Pure ideology, and trivially factually wrong.

\- Nationalization means the government owns the business, not that it runs
it. Only difference is who collects the profits, Bezos or everyday people.

\- Norway and the other Scandy countries have high levels of public ownership
and huge public sectors. Their economies run great.

"Some of these SOEs are businesses often run by states: a postal service, a
public broadcasting channel, an Alcohol retail monopoly. But others are just
normal businesses typically associated with the private sector.

In Finland, where I know the situation the best, there are 64 state-owned
enterprises, including one called Solidium that operates as a holding company
for the government’s minority stake in 13 of the companies.

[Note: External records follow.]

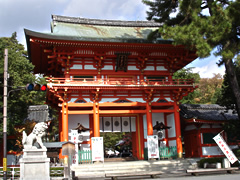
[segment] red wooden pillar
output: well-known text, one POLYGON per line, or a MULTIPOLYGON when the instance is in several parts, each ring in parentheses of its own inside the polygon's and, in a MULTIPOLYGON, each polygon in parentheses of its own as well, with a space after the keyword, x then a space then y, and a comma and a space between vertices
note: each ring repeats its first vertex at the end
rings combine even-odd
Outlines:
POLYGON ((175 130, 176 130, 177 153, 178 153, 178 157, 182 158, 182 152, 183 152, 182 136, 181 136, 179 105, 177 104, 177 102, 174 103, 174 119, 175 119, 175 130))
POLYGON ((63 135, 62 135, 62 114, 61 112, 58 113, 58 129, 59 129, 59 141, 63 141, 63 135))
POLYGON ((68 103, 62 104, 62 141, 68 141, 68 103))
POLYGON ((151 102, 146 103, 146 115, 147 115, 147 135, 151 136, 153 135, 153 125, 152 125, 152 108, 151 108, 151 102))
POLYGON ((89 115, 89 128, 90 128, 90 149, 92 149, 92 142, 91 142, 91 138, 94 137, 93 136, 93 114, 89 115))
POLYGON ((93 136, 100 137, 99 103, 93 103, 93 136))
POLYGON ((136 117, 136 156, 139 160, 144 159, 144 132, 142 115, 136 117))

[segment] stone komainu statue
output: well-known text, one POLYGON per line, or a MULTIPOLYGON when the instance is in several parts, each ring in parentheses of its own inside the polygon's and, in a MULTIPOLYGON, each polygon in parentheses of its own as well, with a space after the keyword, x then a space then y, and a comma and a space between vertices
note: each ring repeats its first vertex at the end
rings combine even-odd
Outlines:
POLYGON ((48 125, 45 122, 37 123, 33 131, 27 136, 26 132, 23 131, 22 144, 24 149, 37 149, 36 146, 33 146, 37 142, 42 149, 46 147, 42 143, 42 137, 46 134, 45 130, 48 128, 48 125))

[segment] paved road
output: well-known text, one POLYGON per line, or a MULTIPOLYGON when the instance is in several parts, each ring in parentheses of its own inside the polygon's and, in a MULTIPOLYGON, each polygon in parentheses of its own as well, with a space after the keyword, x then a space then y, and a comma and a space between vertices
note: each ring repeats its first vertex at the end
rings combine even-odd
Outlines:
MULTIPOLYGON (((91 179, 92 180, 92 179, 91 179)), ((105 178, 105 180, 110 180, 110 178, 105 178)), ((153 180, 148 176, 144 177, 121 177, 118 180, 153 180)), ((186 173, 182 174, 163 174, 161 176, 157 176, 154 180, 240 180, 240 172, 235 172, 233 174, 202 174, 199 176, 192 176, 186 173)))
POLYGON ((165 177, 158 180, 240 180, 240 174, 212 174, 184 177, 165 177))

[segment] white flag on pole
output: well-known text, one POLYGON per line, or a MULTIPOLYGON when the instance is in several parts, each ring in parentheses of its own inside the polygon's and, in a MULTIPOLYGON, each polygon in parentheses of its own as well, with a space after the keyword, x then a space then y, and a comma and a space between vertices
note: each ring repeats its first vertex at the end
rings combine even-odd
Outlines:
POLYGON ((220 134, 217 134, 213 139, 232 164, 238 160, 220 134))

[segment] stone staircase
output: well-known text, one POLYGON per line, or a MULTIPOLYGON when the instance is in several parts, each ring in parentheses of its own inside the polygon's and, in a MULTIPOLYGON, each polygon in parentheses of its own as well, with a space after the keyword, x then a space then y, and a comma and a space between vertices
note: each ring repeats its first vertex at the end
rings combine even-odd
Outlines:
POLYGON ((195 165, 187 159, 150 160, 125 162, 97 162, 72 166, 78 179, 105 179, 106 173, 132 173, 143 171, 162 171, 163 173, 183 173, 194 169, 195 165))

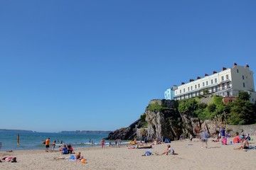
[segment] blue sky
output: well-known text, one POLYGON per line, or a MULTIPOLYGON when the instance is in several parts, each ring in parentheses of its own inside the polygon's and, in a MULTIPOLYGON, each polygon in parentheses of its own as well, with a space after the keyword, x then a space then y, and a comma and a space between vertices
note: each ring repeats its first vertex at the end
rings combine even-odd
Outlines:
POLYGON ((174 84, 255 72, 255 6, 0 0, 0 128, 114 130, 174 84))

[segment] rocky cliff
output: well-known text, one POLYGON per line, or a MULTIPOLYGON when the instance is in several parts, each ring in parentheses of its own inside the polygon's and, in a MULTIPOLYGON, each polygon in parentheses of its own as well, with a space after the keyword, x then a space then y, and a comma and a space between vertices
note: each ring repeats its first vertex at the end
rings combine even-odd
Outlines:
MULTIPOLYGON (((175 101, 171 100, 151 101, 144 114, 144 120, 140 118, 128 128, 110 132, 107 140, 132 140, 135 137, 137 140, 143 140, 146 136, 149 140, 155 137, 176 140, 181 134, 185 137, 188 134, 197 136, 202 129, 207 130, 213 136, 220 131, 221 127, 225 127, 221 120, 202 121, 190 114, 180 113, 175 108, 175 101), (156 103, 161 107, 158 109, 150 107, 156 103), (146 122, 147 126, 145 127, 144 121, 146 122)), ((230 130, 235 132, 235 130, 230 130)))

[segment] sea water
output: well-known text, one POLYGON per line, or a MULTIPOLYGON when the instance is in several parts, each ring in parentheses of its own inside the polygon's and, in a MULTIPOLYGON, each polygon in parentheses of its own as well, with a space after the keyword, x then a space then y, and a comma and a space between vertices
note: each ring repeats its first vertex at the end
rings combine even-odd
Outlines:
MULTIPOLYGON (((107 137, 108 134, 82 134, 82 133, 59 133, 59 132, 20 132, 19 143, 17 144, 17 132, 0 132, 0 151, 43 149, 45 144, 42 141, 50 137, 50 143, 56 142, 55 149, 58 145, 70 144, 73 148, 91 147, 100 146, 100 140, 107 137), (60 143, 61 141, 63 143, 60 143)), ((105 144, 109 144, 106 140, 105 144)), ((112 143, 114 143, 112 142, 112 143)), ((50 148, 51 146, 50 146, 50 148)))

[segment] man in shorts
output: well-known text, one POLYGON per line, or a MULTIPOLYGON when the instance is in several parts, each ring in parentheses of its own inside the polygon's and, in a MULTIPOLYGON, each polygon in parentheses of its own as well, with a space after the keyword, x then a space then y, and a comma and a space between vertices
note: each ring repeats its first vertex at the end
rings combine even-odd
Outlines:
POLYGON ((208 132, 205 130, 202 132, 202 136, 201 136, 201 140, 202 140, 202 148, 203 148, 203 144, 206 143, 206 148, 208 147, 207 142, 208 138, 209 137, 209 134, 208 132))
POLYGON ((46 152, 48 152, 50 147, 50 137, 46 140, 46 152))

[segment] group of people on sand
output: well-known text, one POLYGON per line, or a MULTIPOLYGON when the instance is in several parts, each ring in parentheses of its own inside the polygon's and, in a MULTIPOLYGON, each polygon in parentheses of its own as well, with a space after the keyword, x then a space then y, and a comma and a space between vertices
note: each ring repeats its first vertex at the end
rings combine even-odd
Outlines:
MULTIPOLYGON (((56 145, 55 142, 56 141, 54 140, 54 142, 51 144, 53 151, 55 150, 55 147, 56 145)), ((48 137, 45 140, 45 144, 46 144, 46 152, 48 152, 50 147, 50 137, 48 137)), ((63 143, 63 147, 59 146, 58 150, 61 152, 61 154, 75 154, 74 149, 70 144, 65 144, 63 143)))
POLYGON ((59 151, 63 154, 75 154, 74 149, 70 144, 64 144, 63 147, 59 146, 59 151))
POLYGON ((17 162, 17 159, 16 157, 4 157, 0 159, 0 162, 17 162))
MULTIPOLYGON (((213 140, 213 142, 221 142, 223 145, 228 144, 228 139, 231 137, 229 132, 226 132, 224 128, 221 128, 220 132, 216 132, 216 135, 217 139, 213 140)), ((238 143, 241 144, 241 146, 234 148, 234 149, 249 149, 249 140, 250 140, 250 134, 247 134, 245 135, 243 131, 242 131, 240 135, 239 132, 237 132, 236 136, 233 138, 233 141, 230 141, 230 144, 238 143)))

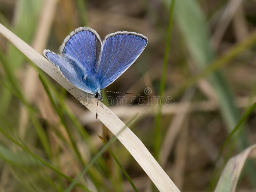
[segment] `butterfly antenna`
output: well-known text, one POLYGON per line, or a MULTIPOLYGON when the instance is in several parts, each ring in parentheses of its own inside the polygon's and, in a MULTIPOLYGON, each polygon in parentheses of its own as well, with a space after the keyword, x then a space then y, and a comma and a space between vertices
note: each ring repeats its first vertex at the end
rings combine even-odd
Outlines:
POLYGON ((96 118, 98 118, 98 103, 99 100, 97 100, 97 107, 96 107, 96 118))
POLYGON ((128 94, 128 95, 132 95, 134 94, 133 93, 124 93, 122 92, 118 92, 115 91, 102 91, 101 92, 106 92, 109 93, 122 93, 122 94, 128 94))

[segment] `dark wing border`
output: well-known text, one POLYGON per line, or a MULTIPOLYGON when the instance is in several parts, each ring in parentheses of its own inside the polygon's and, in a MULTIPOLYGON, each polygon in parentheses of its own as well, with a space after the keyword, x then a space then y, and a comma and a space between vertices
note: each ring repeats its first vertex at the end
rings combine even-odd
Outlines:
POLYGON ((60 46, 60 48, 59 49, 59 51, 60 51, 60 52, 62 53, 63 53, 63 51, 64 50, 64 49, 65 48, 65 47, 66 46, 67 43, 68 41, 68 40, 69 40, 73 35, 75 35, 79 32, 82 31, 89 31, 94 33, 96 36, 100 40, 100 43, 101 44, 101 48, 102 49, 103 43, 102 43, 102 42, 101 40, 101 38, 100 38, 100 36, 99 35, 99 34, 98 34, 98 33, 97 33, 97 32, 94 30, 93 29, 92 29, 91 28, 88 27, 81 27, 78 28, 76 28, 73 31, 71 31, 70 33, 69 33, 68 35, 64 39, 64 41, 63 41, 63 43, 62 43, 62 44, 61 44, 60 46))

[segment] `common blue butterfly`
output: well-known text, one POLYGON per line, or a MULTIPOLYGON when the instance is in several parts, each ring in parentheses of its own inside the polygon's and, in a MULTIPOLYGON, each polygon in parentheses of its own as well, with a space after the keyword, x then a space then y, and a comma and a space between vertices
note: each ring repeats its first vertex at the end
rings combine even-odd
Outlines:
POLYGON ((96 31, 81 27, 65 38, 60 54, 44 50, 44 54, 75 87, 103 99, 101 90, 108 86, 135 61, 148 38, 141 34, 118 31, 103 41, 96 31))

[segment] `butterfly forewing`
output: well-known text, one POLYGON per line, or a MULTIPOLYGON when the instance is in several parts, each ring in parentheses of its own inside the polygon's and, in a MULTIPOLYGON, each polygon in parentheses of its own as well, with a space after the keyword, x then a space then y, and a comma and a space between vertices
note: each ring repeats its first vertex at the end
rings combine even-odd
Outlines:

The Finnish state-owned enterprises include an airliner called Finnair; a wine
and spirits maker called Altia; a marketing communications company called
Nordic Morning; a large construction and engineering company called VR; and an
$8.8 billion oil company called Neste.

In Norway, the state manages direct ownership of 70 companies. The businesses
include the real estate company Entra; the country’s largest financial
services group DNB; the 30,000-employee mobile telecommunications company
Telenor; and the famous state-owned oil company Statoil."

Read more here: [https://www.peoplespolicyproject.org/2018/03/14/the-state-
ow...](https://www.peoplespolicyproject.org/2018/03/14/the-state-owns-76-of-
norways-non-home-wealth/)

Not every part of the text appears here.